Everybody Must Get the History Channel
Editor’s Note: This early posting on the HNN documentary “The Stoned Ages,” does not discuss the show’s content. For commentary and analysis of the show, and a few links for further reading, click here.
Programming alert! Tomorrow evening (Wednesday, September 21) at 9 PM, the History Channel will broadcast a one-hour special program on drug history, called “The Stoned Ages.” The work of director/producer Adam Barton (though the title comes from publicity-keen History Channel folks), the program may or may not feature some of your Points contributors. Both David Herzberg and I, along with several others, were interviewed by Adam during the recent Alcohol and Drugs History Society conference in Buffalo. In my experience, I found Adam be an eager and engaged consumer of academic histories on the subject of drugs. Here’s the description of the program, from the History Channel site:
From the early cave dwellers who first stumbled upon psychedelic mushrooms to the over 6000-year-old tradition of opium cultivation in the East to a modern pharmaceutical industry with over 24,000 drugs on the market, drugs have played a role in our lives since well before recorded human history.
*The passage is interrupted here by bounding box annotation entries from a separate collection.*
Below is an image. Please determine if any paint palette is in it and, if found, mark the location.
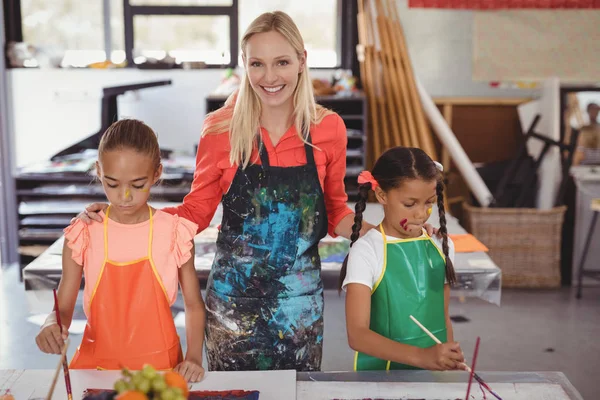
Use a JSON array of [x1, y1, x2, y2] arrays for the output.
[[82, 389, 260, 400]]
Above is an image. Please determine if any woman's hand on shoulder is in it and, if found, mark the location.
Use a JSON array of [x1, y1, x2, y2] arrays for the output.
[[71, 203, 108, 225]]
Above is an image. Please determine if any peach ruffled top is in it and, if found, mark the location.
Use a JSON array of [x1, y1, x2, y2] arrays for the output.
[[64, 210, 198, 317]]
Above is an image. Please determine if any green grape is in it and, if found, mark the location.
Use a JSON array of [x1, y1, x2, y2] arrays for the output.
[[135, 379, 151, 393], [142, 364, 157, 379], [114, 379, 129, 394], [152, 375, 167, 393], [160, 388, 177, 400]]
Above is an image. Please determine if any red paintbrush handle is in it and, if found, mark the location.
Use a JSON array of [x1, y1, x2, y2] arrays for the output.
[[63, 359, 73, 400], [465, 336, 480, 400]]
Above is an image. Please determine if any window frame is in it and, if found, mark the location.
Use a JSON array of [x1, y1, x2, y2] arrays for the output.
[[3, 0, 359, 72]]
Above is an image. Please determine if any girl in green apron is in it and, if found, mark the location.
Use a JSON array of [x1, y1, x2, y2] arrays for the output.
[[340, 147, 465, 370]]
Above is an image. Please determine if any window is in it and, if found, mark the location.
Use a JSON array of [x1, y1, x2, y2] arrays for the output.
[[11, 0, 355, 68]]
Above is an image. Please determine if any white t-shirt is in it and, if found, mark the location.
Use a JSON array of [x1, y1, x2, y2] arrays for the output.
[[342, 229, 454, 290]]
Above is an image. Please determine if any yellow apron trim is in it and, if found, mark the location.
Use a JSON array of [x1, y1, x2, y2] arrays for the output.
[[110, 256, 148, 267], [90, 206, 171, 308], [427, 236, 446, 262], [371, 224, 388, 295]]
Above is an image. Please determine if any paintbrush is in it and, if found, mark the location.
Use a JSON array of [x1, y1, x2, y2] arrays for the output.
[[410, 315, 502, 400], [52, 289, 73, 400], [46, 339, 69, 400]]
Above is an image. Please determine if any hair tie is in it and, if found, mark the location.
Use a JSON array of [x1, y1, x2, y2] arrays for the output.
[[358, 171, 379, 190]]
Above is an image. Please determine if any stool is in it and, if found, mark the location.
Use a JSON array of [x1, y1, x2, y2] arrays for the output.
[[577, 199, 600, 299]]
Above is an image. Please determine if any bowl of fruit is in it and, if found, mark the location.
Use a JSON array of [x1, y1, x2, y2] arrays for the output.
[[83, 365, 189, 400]]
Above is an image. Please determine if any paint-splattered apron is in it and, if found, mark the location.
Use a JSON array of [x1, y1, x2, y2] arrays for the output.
[[354, 225, 447, 371], [206, 137, 327, 371]]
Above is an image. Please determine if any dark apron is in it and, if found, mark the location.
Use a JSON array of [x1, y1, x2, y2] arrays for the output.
[[206, 136, 327, 371]]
Explore the reasons we’ve used drugs through the ages, while considering the devastating consequences that accompany the choice to use certain drugs. This fascinating, fresh, and insightful documentary will ask the question: overall, have drugs done more to help us or hurt us? Host Dean Norris will journey through the millennia and look in on the greatest civilizations in human history to discover if drugs helped these societies flourish or fail and whether drug use was holy or hedonistic, a savior or a curse?
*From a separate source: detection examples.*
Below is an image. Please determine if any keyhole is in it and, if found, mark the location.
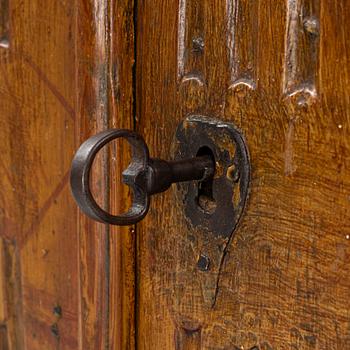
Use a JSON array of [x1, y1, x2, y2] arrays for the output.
[[197, 146, 216, 214]]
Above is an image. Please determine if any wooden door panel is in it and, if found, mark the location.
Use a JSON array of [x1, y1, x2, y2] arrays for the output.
[[137, 0, 350, 350], [0, 0, 135, 350]]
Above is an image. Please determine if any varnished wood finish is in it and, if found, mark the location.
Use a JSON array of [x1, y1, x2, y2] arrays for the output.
[[137, 0, 350, 350], [0, 0, 134, 350]]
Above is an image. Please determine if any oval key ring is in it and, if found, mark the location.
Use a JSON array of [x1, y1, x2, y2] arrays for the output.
[[70, 129, 150, 225]]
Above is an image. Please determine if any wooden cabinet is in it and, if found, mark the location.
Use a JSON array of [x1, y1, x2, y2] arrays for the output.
[[0, 0, 350, 350]]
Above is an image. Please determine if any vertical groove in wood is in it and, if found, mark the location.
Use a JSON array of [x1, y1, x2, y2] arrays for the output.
[[175, 327, 202, 350], [109, 0, 136, 350], [284, 0, 320, 105], [137, 0, 350, 350], [226, 0, 259, 89], [177, 0, 205, 85], [76, 0, 110, 350]]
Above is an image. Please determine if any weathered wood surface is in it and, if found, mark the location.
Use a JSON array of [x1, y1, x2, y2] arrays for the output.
[[137, 0, 350, 350], [0, 0, 134, 350]]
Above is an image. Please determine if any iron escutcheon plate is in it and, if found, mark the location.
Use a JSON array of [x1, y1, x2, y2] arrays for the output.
[[175, 115, 250, 239]]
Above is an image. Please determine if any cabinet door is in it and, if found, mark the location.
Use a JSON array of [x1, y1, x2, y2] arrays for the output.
[[136, 0, 350, 350], [0, 0, 134, 350]]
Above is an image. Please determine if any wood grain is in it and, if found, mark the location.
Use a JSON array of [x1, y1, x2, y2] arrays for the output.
[[136, 0, 350, 350], [0, 0, 135, 350]]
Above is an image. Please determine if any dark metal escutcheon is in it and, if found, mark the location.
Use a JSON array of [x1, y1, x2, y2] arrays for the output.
[[175, 115, 250, 238]]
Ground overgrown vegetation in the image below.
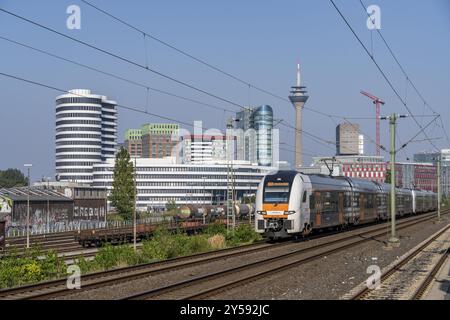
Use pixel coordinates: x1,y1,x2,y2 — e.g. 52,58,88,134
0,247,66,288
0,168,28,188
109,148,135,220
0,224,260,288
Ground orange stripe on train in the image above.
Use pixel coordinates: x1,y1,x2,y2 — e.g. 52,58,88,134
263,203,289,212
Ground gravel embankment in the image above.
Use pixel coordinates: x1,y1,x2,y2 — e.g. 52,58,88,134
210,215,449,300
55,212,448,300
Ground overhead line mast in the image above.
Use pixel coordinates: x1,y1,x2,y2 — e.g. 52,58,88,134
361,91,385,156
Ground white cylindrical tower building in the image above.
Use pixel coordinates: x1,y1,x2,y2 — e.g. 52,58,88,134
55,89,117,183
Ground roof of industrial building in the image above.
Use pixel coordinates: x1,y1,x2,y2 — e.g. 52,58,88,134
0,187,72,201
Now, I understand that academic historians have treated the History Channel with some ambivalence.
The Stoned Ages--Airs Immediately after these Guys
Indeed, ambivalence may have been the high-water mark, characteristic of HC’s early years, when the network programming dwelt on conventional military and political history. In recent years, the channel’s been drifting further from the original history concept, drawing commentary that’s, well, less ambivalent and more directly hostile.
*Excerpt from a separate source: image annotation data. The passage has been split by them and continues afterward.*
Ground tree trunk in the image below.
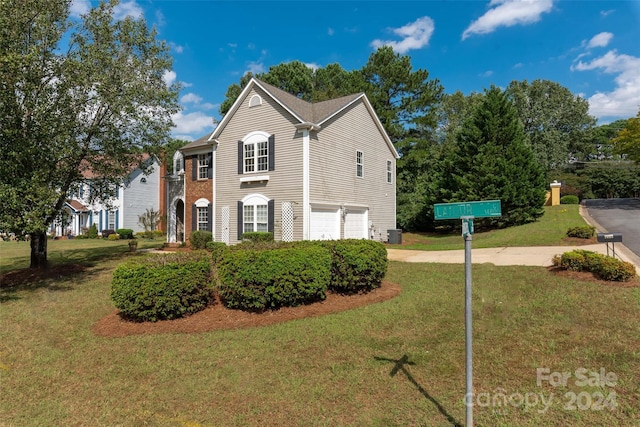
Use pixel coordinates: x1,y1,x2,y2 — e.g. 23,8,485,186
30,232,47,268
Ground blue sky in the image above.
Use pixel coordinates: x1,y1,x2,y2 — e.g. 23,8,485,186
72,0,640,140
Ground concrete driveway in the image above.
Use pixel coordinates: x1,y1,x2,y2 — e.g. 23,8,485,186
581,199,640,265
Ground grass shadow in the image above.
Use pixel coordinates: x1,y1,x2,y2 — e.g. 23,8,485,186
373,354,462,427
0,264,110,303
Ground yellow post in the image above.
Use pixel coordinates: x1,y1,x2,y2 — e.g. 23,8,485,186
550,179,562,206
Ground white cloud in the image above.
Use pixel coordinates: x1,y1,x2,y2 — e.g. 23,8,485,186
571,50,640,117
180,92,202,104
587,32,613,49
113,0,144,20
371,16,435,54
245,61,265,75
171,111,215,136
162,70,176,86
69,0,91,18
462,0,553,40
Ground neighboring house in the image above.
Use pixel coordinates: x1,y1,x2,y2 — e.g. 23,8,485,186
167,78,398,244
50,157,166,236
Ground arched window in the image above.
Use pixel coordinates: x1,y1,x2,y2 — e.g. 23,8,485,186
173,151,184,174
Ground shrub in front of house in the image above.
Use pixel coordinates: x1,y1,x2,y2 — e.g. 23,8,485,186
189,230,213,250
560,194,580,205
321,239,388,294
217,245,331,311
116,228,133,239
111,252,213,322
567,225,596,239
205,241,228,264
553,249,636,282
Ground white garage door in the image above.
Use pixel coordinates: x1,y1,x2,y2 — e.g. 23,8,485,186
309,208,340,240
344,209,368,239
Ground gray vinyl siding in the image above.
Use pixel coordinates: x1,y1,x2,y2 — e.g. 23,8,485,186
214,87,303,244
118,163,162,232
309,101,396,240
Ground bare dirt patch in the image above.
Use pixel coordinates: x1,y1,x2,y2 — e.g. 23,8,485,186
92,281,400,337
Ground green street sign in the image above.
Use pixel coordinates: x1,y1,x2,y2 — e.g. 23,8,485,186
433,200,502,219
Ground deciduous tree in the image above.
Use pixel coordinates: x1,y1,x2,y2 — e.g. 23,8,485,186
0,0,179,267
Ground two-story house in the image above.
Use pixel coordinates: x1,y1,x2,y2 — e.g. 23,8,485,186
167,78,398,244
50,157,166,236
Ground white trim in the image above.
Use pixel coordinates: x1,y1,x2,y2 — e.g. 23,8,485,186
240,175,269,182
194,197,210,208
302,129,311,240
210,141,218,242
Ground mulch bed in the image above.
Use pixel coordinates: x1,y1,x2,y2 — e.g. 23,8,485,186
547,266,640,288
92,281,400,337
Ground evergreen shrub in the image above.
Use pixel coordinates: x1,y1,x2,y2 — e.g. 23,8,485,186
553,249,636,282
560,194,580,205
111,252,213,322
567,225,596,239
116,228,133,239
217,244,331,311
321,239,388,294
189,230,213,250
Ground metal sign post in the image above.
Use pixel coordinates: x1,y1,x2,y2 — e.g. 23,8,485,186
433,200,502,427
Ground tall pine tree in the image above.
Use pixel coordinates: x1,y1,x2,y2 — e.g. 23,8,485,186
442,86,546,227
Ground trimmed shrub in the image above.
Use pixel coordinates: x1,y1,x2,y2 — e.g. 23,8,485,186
87,224,98,239
205,242,228,264
217,245,331,311
189,230,213,250
554,249,636,282
322,239,388,294
116,228,133,239
567,225,596,239
560,194,580,205
101,229,116,239
242,231,273,243
111,252,213,322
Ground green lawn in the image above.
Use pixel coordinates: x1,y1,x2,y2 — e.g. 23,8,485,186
392,205,588,251
0,238,164,274
0,246,640,427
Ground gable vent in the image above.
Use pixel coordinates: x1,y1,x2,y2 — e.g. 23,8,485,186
249,95,262,107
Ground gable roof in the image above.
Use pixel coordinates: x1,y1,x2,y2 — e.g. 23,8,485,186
209,77,400,159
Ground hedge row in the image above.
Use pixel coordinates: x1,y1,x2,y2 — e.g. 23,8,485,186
567,225,596,239
111,252,214,322
111,239,388,321
217,245,331,311
553,249,636,282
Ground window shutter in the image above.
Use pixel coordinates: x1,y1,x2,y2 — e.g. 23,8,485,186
267,199,276,233
268,135,276,171
238,201,244,241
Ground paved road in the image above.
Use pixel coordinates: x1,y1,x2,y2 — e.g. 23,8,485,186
583,199,640,257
So, what should we expect from “The Stoned Ages”? Anyone who has ever had two hours of talking edited down to two minutes will almost certainly agree that there’s no way to tell just what it will sound like. I hope you’ll join me in taking a look, and then back here at Points to discuss the results, which ought to make an interesting lead in to the upcoming Ken Burns’ Prohibition series (more on that soon).